Fans of 'Love Child' and 'The Voice' living in regional Western Australia will no longer be able to watch it on TV as Nine was unable to reach a deal with a rival station.
Regional TV licence holders will often buy the rights to play a rival channel's shows but Nine announced Friday it was unable to reach a "reasonable negotiated agreement" with WIN and Prime, which together have joint venture West Digital Television.
People living in those regional areas will now only be able to watch Nine shows on the channel's app or online catch-up streaming service 9NOW.
In a statement, Nine said it was bad for audiences.
The only beneficiaries of this situation are Prime and WIN, who will now broadcast their signals in regional WA with no real competition from West Digital Television (their joint venture and the holder of the third commercial television broadcasting licence in regional WA).
This is at odds with the purpose of the licence which West Digital Television has been granted and a terrible disservice to their audience. There will also be fewer options for advertisers in the region and no ability for local advertisers seeking to reach consumers in regional WA in association with Nine's top ratings programs such as The Voice, Love Child, the Today Show and Nine's nightly news.
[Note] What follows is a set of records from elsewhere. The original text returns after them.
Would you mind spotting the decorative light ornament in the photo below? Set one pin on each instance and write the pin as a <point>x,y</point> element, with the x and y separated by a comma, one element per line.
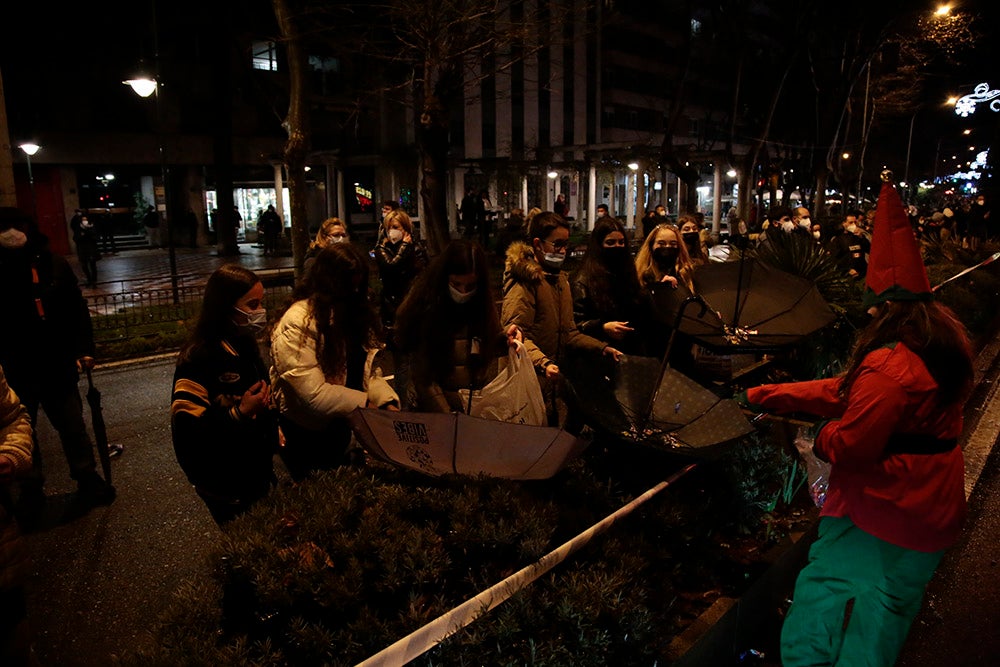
<point>966,105</point>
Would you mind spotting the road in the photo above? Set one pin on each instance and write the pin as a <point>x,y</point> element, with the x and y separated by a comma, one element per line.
<point>98,580</point>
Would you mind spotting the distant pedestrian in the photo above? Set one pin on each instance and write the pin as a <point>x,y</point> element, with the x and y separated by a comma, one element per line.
<point>269,225</point>
<point>106,231</point>
<point>85,240</point>
<point>151,222</point>
<point>46,340</point>
<point>224,431</point>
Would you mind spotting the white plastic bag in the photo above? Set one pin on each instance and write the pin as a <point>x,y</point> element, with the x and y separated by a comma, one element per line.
<point>817,470</point>
<point>514,395</point>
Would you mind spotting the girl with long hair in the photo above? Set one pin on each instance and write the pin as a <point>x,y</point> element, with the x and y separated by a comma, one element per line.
<point>448,329</point>
<point>224,431</point>
<point>896,495</point>
<point>663,257</point>
<point>607,296</point>
<point>323,361</point>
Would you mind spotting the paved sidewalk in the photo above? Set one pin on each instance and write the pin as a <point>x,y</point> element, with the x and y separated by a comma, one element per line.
<point>150,268</point>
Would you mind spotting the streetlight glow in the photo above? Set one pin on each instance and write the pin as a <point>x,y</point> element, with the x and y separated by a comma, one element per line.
<point>142,86</point>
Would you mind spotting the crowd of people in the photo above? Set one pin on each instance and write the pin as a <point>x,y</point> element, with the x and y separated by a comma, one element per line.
<point>248,387</point>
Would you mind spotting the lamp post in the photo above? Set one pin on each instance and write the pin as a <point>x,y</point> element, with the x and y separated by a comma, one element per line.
<point>144,85</point>
<point>29,150</point>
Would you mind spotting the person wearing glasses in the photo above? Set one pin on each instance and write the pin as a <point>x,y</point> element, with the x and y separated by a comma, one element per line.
<point>333,230</point>
<point>607,296</point>
<point>538,299</point>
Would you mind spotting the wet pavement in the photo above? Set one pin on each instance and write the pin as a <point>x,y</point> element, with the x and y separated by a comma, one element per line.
<point>100,580</point>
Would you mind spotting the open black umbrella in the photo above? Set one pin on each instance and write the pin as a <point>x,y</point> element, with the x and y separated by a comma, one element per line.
<point>100,429</point>
<point>750,307</point>
<point>642,400</point>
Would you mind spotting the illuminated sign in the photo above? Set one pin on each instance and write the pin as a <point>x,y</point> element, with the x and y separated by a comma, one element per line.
<point>966,105</point>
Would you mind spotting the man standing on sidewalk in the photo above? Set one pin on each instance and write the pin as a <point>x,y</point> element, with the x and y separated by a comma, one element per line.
<point>45,341</point>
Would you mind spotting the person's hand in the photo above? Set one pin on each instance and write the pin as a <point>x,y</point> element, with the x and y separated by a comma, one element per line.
<point>514,334</point>
<point>617,330</point>
<point>256,399</point>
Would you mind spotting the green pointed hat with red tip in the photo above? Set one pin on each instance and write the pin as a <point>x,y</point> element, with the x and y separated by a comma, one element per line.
<point>895,269</point>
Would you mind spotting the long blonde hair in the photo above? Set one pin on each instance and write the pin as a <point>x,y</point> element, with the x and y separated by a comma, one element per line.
<point>645,265</point>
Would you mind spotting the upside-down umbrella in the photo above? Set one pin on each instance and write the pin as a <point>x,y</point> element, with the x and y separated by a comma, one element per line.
<point>750,307</point>
<point>100,429</point>
<point>642,400</point>
<point>439,443</point>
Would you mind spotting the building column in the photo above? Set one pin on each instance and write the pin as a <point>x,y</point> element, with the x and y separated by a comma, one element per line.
<point>591,197</point>
<point>716,199</point>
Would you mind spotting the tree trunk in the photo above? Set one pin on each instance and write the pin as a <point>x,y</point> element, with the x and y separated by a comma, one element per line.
<point>433,148</point>
<point>297,127</point>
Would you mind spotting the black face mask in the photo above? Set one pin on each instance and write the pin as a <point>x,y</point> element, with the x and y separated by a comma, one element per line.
<point>666,258</point>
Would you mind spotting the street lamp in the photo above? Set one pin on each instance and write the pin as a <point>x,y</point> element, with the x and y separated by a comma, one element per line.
<point>145,85</point>
<point>29,150</point>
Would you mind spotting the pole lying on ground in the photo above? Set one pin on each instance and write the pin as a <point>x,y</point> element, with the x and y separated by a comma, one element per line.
<point>419,642</point>
<point>992,258</point>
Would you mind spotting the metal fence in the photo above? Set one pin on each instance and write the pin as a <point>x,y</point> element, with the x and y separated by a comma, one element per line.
<point>126,309</point>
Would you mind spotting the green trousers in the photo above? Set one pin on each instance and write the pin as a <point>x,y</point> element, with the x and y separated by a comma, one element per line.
<point>855,599</point>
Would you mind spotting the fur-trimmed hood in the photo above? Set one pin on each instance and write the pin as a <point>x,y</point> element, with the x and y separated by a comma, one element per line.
<point>521,266</point>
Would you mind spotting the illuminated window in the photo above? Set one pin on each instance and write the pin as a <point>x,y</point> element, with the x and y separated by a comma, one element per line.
<point>265,56</point>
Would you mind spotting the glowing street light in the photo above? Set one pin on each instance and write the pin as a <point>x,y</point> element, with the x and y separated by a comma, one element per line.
<point>30,149</point>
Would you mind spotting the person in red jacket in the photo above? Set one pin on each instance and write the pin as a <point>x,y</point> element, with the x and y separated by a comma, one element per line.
<point>896,496</point>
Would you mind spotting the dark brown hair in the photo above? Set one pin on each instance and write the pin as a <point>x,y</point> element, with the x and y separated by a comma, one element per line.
<point>932,332</point>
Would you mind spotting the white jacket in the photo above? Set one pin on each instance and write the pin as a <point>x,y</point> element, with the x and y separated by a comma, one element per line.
<point>301,389</point>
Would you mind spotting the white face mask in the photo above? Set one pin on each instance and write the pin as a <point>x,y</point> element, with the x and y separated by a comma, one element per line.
<point>13,238</point>
<point>461,297</point>
<point>254,320</point>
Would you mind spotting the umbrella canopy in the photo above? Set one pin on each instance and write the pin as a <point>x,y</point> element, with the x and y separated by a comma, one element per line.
<point>439,443</point>
<point>750,306</point>
<point>641,400</point>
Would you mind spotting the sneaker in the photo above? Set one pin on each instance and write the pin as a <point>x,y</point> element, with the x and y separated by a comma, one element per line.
<point>93,490</point>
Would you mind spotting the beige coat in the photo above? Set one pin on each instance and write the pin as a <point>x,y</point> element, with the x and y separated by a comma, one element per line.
<point>541,304</point>
<point>301,389</point>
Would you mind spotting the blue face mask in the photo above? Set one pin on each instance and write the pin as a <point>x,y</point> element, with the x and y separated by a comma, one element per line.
<point>553,260</point>
<point>461,297</point>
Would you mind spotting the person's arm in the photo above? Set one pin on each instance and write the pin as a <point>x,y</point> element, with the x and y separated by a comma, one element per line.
<point>876,407</point>
<point>297,365</point>
<point>815,397</point>
<point>519,308</point>
<point>15,434</point>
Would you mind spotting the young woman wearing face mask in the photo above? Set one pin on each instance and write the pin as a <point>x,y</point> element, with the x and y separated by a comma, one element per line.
<point>323,353</point>
<point>691,234</point>
<point>663,258</point>
<point>224,431</point>
<point>607,296</point>
<point>448,333</point>
<point>399,260</point>
<point>333,230</point>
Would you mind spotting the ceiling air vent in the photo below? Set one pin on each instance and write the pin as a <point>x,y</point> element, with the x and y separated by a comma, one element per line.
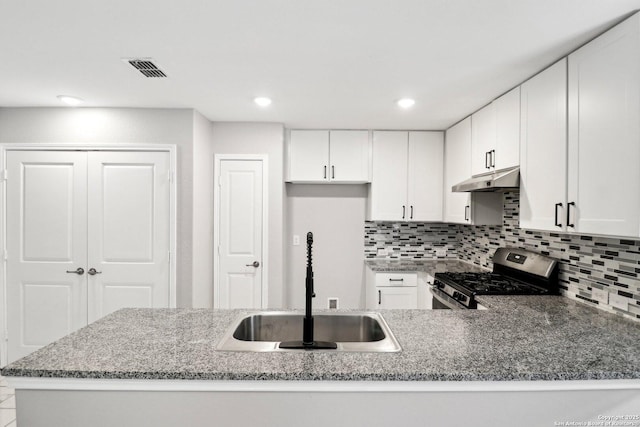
<point>146,67</point>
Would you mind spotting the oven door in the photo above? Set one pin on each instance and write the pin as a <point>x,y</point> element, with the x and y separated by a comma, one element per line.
<point>442,301</point>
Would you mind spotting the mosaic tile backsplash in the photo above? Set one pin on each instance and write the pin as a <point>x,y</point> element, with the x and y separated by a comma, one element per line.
<point>599,271</point>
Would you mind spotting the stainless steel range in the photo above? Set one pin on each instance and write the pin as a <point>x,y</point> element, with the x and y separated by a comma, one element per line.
<point>515,272</point>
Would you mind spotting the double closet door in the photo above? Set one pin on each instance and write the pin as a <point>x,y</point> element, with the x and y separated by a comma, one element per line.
<point>87,234</point>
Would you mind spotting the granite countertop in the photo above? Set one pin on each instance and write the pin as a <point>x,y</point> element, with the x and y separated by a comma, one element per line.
<point>430,266</point>
<point>517,338</point>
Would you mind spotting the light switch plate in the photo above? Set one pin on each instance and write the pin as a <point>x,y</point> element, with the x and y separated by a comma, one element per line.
<point>618,301</point>
<point>600,295</point>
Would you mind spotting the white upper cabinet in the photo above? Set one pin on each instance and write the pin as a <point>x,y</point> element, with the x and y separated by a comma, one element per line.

The changes come amid what News.com.au is calling the "biggest shake-up in regional free-to-air commercial TV in Australia's history".
The start of July marked the beginning of new five-year content sharing deals between major stations. While WIN Corporation under Bruce Gordon's command always broadcast the Nine Network's programs regionally and Southern Cross Austereo shared Channel 10's content, partners have now swapped.
Generally speaking, Channel 10 has partnered with WIN and Nine has mostly partnered with Southern Cross Austereo.
Confused? Well, there's always Netflix.